ASP.NET 5 - Development Exception

ASP.NET 5 - Development Exception

Brett M. Nelson - Thursday, October 29, 2015

Sometimes when you are working on a web application you are going to though an exception or two. When this happens it might be nice if your project returns a more complete error page than a Server 500 exception.

As before we will be starting with an empty web project and adding to it. Before this demo you should already configure your project for MVC similar to what can be seen in ASP.NET 5 MVC Controllers: Setup and ASP.NET 5 MVC Controllers: Controllers but use

Enter app.UseDeveloperExceptionPage()

With ASP.NET 5 you can add robust error output when a server error occurs by adding a dependency for Microsoft.AspNet.Diagnostics in your project.json. So your dependencies should look something like this:

project.json Dependencies
"dependencies": {
    "Microsoft.AspNet.IISPlatformHandler": "1.0.0-beta8",
    "Microsoft.AspNet.Server.Kestrel": "1.0.0-beta8",
    "Microsoft.AspNet.StaticFiles": "1.0.0-beta8",
    "Microsoft.AspNet.Mvc": "6.0.0-beta8",
    "Microsoft.AspNet.Diagnostics": "1.0.0-beta8"
  }

Now to make use of the diagnostic features you just imported to your project we need to add the proper configuration to the startup.cs Configure method. In the startup.cs’s Configure add this line app.UseDeveloperExceptionPage(); so your Configure method should look similar to this:

startup.cs Configure Method
public void Configure(IApplicationBuilder app)  
{
    app.UseDeveloperExceptionPage();

    // Add the platform handler to the request pipeline.
    app.UseIISPlatformHandler();

    app.UseStaticFiles();
    app.UseMvc(routes =>
    {
         routes.MapRoute(
             name: "default",
             template: "{controller=Home}/{action=Index}/{id?}");
    });
}

In an application you plan on using for production I would recommend only using the developers exceptions in the development environment. We’ll probably talk about that at a later time so we will skip the details of how for now.

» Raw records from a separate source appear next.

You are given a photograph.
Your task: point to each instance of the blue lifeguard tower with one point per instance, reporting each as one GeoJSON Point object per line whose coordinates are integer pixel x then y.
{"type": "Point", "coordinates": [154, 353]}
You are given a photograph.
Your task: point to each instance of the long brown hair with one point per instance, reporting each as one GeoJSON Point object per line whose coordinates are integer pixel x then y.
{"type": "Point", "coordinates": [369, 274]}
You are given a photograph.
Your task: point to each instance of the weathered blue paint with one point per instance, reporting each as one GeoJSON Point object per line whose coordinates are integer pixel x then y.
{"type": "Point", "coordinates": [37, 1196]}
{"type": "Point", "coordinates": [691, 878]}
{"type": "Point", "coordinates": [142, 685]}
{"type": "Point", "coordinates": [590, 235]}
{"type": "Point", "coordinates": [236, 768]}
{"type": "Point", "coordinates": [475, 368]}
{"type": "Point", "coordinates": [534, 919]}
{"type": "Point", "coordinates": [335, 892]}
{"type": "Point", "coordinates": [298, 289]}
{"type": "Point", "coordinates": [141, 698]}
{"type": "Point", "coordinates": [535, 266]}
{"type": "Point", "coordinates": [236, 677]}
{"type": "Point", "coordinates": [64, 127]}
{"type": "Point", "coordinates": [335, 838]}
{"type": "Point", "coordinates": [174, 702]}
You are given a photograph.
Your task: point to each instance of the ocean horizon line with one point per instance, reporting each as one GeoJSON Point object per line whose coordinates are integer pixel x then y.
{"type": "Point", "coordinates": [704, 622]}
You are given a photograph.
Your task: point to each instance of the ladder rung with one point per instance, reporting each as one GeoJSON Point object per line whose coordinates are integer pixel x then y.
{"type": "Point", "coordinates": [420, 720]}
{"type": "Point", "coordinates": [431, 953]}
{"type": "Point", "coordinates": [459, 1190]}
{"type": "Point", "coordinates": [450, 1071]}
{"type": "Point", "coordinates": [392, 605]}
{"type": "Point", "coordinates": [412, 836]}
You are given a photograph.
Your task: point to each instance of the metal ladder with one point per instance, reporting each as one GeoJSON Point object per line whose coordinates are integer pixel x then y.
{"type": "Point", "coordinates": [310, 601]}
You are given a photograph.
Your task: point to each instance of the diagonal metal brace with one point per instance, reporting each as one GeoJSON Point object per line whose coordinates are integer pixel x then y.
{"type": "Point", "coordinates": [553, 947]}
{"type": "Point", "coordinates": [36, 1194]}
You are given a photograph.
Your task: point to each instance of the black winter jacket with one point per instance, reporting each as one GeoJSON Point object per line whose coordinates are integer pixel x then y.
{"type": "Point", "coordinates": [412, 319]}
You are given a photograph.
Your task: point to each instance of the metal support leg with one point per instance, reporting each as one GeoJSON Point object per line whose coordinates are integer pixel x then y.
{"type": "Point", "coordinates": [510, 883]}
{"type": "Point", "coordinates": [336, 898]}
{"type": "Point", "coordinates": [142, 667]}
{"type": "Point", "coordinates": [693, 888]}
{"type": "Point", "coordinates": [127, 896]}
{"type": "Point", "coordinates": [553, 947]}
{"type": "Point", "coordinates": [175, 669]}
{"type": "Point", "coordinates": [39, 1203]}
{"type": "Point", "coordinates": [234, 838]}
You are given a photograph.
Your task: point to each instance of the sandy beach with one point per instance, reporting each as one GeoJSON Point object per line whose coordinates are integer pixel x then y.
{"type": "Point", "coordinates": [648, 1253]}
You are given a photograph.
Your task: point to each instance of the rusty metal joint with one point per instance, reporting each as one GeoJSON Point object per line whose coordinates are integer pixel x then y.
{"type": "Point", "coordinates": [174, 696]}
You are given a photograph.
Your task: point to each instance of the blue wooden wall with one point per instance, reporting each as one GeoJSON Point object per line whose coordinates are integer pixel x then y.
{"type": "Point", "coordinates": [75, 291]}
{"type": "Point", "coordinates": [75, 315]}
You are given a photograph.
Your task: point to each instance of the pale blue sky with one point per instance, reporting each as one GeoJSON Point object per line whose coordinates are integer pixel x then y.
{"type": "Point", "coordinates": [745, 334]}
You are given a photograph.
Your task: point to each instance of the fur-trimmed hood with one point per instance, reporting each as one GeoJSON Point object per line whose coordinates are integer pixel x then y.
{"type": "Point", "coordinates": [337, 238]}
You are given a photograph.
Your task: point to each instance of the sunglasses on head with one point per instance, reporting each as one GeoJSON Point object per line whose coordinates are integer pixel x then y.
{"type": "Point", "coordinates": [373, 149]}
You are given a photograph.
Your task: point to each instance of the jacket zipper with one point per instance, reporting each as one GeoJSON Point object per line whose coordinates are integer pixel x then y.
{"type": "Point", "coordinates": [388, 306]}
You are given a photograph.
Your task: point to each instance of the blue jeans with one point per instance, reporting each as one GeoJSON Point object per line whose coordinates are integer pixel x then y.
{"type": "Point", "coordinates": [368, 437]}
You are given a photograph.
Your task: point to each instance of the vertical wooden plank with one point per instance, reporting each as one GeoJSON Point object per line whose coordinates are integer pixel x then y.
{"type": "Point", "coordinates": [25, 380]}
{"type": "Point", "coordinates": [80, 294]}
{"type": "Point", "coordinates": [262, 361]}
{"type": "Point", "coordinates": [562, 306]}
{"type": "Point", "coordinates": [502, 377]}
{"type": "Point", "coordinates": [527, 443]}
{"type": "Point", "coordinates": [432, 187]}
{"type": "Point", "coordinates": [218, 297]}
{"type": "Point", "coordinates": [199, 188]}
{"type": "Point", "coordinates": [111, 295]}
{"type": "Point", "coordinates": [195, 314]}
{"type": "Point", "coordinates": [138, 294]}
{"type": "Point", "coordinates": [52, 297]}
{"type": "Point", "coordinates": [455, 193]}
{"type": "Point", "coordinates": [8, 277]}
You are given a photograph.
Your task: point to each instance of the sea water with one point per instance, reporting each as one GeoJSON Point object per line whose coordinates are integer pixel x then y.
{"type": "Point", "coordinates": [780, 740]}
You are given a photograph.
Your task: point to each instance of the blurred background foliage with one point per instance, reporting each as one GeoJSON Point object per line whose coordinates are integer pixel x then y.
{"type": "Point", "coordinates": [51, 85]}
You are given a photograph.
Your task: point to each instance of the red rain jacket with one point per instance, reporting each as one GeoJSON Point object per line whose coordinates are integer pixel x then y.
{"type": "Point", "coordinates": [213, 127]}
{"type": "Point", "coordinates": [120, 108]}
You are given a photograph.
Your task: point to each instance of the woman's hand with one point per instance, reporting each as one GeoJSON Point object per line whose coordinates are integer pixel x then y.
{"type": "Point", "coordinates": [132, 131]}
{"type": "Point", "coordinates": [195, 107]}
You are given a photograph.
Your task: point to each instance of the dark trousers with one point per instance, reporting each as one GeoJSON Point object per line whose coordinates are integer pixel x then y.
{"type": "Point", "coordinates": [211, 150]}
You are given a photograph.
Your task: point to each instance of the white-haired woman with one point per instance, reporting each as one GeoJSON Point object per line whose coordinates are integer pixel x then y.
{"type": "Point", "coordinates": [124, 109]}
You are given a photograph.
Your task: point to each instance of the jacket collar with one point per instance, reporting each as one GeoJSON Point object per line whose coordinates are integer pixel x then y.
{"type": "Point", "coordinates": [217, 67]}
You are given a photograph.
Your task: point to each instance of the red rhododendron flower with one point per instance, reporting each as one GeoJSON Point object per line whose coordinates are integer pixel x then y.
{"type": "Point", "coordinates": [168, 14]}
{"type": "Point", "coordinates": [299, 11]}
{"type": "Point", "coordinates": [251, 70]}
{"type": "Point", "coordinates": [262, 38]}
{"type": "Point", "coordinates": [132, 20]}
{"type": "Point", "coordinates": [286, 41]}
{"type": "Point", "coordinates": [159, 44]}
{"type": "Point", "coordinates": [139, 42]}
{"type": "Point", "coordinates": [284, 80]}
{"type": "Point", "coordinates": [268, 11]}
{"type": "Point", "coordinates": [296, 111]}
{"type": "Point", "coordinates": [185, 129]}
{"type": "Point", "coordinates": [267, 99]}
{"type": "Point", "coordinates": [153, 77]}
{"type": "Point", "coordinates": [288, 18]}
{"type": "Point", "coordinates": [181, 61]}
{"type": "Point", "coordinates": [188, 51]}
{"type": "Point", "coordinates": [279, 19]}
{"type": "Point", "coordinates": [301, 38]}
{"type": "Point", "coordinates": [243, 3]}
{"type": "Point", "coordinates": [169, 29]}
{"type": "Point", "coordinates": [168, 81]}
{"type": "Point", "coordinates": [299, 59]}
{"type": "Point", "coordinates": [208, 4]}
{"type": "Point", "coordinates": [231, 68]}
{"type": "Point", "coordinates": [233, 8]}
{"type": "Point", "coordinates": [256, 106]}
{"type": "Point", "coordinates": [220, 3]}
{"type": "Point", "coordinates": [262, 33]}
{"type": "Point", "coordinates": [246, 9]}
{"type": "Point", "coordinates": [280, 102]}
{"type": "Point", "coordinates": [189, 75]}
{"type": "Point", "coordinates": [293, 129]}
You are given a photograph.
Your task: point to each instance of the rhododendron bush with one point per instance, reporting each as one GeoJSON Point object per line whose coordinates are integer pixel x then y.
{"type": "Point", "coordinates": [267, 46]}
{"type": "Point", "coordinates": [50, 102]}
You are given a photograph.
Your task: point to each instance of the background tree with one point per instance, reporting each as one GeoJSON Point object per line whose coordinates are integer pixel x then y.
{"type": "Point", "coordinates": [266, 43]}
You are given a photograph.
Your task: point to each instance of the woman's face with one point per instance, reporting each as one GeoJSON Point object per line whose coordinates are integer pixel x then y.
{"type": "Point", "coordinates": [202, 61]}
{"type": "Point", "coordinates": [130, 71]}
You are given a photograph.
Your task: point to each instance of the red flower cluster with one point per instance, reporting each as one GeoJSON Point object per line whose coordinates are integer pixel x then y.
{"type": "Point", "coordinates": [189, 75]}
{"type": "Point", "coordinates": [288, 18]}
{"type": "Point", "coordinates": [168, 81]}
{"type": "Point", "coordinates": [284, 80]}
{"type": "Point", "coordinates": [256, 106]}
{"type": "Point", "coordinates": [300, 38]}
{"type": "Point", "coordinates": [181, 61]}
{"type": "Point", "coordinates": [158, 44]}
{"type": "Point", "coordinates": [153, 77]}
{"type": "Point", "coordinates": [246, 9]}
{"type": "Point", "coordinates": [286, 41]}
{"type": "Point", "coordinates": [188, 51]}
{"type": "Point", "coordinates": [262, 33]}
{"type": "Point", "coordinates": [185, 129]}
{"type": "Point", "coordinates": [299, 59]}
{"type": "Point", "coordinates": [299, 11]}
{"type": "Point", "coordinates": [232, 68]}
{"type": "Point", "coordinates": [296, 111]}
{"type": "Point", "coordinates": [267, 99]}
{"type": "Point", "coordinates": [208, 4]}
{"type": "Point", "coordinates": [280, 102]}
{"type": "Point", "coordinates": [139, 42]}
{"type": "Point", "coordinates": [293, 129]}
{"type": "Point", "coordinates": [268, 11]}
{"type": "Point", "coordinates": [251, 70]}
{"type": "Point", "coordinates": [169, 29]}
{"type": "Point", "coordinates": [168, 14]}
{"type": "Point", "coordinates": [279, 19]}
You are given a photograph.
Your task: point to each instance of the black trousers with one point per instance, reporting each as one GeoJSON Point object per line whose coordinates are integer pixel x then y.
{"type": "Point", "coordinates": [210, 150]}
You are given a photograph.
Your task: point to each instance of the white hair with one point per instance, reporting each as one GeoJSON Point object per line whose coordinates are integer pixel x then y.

Now you may be wondering what the UseDeveloperExceptionPage extension method does, well according to the summary it

Captures synchronous and asynchronous exceptions from the pipeline and generates HTML error responses. Full error details are only displayed by default if 'host.AppMode' is set to 'development' in the IApplicationBuilder.Properties.  

Did you get that? It creates HTML error responses with full details when the app is built in development. So now if you are have server side code that was throwing an exception instead of

Server 500

Sever 500 Error

We get something somewhat useful, like this:

Error Message

Error message

In case you are wondering to generate this error I changed the name of a variable inside a foreach loop of a razor view.